Masih teringat raut wajah teman-temanku malam itu. Malam syahdu nan mengharukan. Malam itu adalah H-1 kegiatan penyambutan mahasiswa baru di universitas kami, Universitas Fajar Menyingsing. Entahlah aku ingin menyesali kebiasaanku menunda-nunda waktu atau malah bersyukur. Di satu sisi, aku memang bersyukur bisa menghabiskan malam dengan teman-teman seorganisasiku, ritual ini memang jarang kami lakukan. Namun di sisi lain, ini membuat kerjaan serba terburu-buru dan akhirnya tak beres. Beberapa hari sebelum hari H aku seharusnya sudah menyiapkan printer yang akan dipakai untuk mencetak leaflet yang telah kubuat untuk acara itu. Kuandalkan printer salah satu temanku. Ternyata bena-benar salah, dia pun menggunakan printernya dalam kegiatan yang sama, hanya saja dia tak seorganisasi denganku.

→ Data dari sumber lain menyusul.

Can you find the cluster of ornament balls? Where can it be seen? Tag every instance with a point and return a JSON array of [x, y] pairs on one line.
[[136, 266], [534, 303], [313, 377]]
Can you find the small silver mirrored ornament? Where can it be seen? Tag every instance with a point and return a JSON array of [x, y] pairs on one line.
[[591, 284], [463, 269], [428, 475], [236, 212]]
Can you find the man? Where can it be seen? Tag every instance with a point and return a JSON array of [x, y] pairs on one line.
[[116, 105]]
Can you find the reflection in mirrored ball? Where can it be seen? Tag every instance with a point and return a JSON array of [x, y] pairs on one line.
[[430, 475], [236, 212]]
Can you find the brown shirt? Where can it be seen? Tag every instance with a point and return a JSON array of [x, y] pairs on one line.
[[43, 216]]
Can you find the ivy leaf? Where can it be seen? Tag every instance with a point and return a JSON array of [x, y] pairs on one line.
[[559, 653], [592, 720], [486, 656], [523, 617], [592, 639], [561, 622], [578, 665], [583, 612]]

H-1 kuhubungi temanku itu, sebut saja namanya Tukiyem. Kuminta iya meminjamkan printernya padaku karena printer milik organisasiku sedang rusak. Sudah kurencanakan untuk menyelesaikan cetakan leaflet sejumlah 500 eksamplar itu sendirian. Sayang sepuluh sayang seperti yang kukatakan Tukiyem menggunakan printernya. Kutelpon satu persatu teman-temanku yang kuperkirakan memiliki printer. Lagi, sayang seratus sayang, Sumantri yang seharusnya bisa meminjamkan printernya ternyata masih di kampung halamannya menikmati liburan. Dia malah menyarankan aku ke tukang printer saja lalu foto copy, dan itu sama sekali takkan kulakukan. Itu sama saja menyerah.

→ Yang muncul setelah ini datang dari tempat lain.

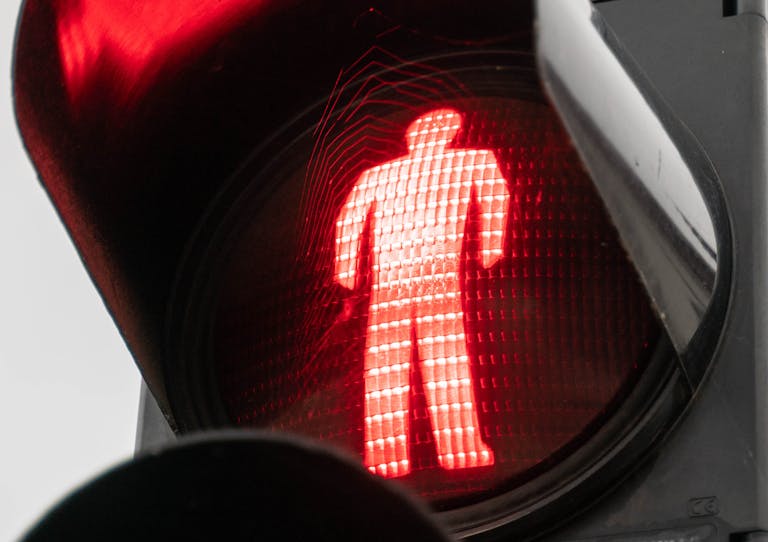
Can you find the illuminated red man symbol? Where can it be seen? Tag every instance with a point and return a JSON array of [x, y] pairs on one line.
[[417, 206]]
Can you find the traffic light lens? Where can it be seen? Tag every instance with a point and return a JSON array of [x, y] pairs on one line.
[[449, 302]]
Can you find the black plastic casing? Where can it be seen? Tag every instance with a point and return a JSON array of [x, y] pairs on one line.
[[709, 480]]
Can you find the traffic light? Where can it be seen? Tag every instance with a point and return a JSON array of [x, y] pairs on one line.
[[506, 255]]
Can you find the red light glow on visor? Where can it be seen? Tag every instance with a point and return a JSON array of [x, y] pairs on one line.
[[416, 208]]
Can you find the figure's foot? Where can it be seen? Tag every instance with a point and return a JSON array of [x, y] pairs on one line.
[[474, 453], [387, 457]]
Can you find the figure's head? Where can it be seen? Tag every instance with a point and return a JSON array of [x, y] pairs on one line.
[[436, 128]]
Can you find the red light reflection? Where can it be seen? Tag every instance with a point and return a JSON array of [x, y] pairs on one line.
[[136, 37], [416, 209]]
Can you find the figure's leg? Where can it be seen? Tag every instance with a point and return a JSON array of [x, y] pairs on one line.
[[445, 370], [387, 390]]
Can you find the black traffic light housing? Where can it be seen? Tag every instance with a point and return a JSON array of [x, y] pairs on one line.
[[133, 164]]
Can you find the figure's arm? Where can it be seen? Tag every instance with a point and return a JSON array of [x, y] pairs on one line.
[[349, 228], [493, 197]]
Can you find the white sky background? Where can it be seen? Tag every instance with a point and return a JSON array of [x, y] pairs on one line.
[[69, 390]]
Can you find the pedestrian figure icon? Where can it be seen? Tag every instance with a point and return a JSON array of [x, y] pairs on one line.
[[416, 209]]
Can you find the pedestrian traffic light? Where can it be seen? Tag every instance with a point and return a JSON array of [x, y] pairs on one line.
[[508, 258]]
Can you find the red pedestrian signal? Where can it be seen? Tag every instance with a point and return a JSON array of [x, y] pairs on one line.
[[492, 266], [415, 209]]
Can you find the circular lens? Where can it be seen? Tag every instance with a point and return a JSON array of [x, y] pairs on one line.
[[431, 284]]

            Hampirlah aku menangis, Santoso, Markona, Ambo Dalle, Sannero, atau pun Nahorang, tak satupun yang memiliki printer. Begitu pula saat kutelpon Limang, Jumrang, Bintang, Rustang. Satu lagi, Jihan, entahlah mungkin namanya Jihang seperti yang lainnya. Maklumlah dengan dialek orang Makassar, sampai-sampai dialeknya terikut pada saat pemberian nama pada anaknya.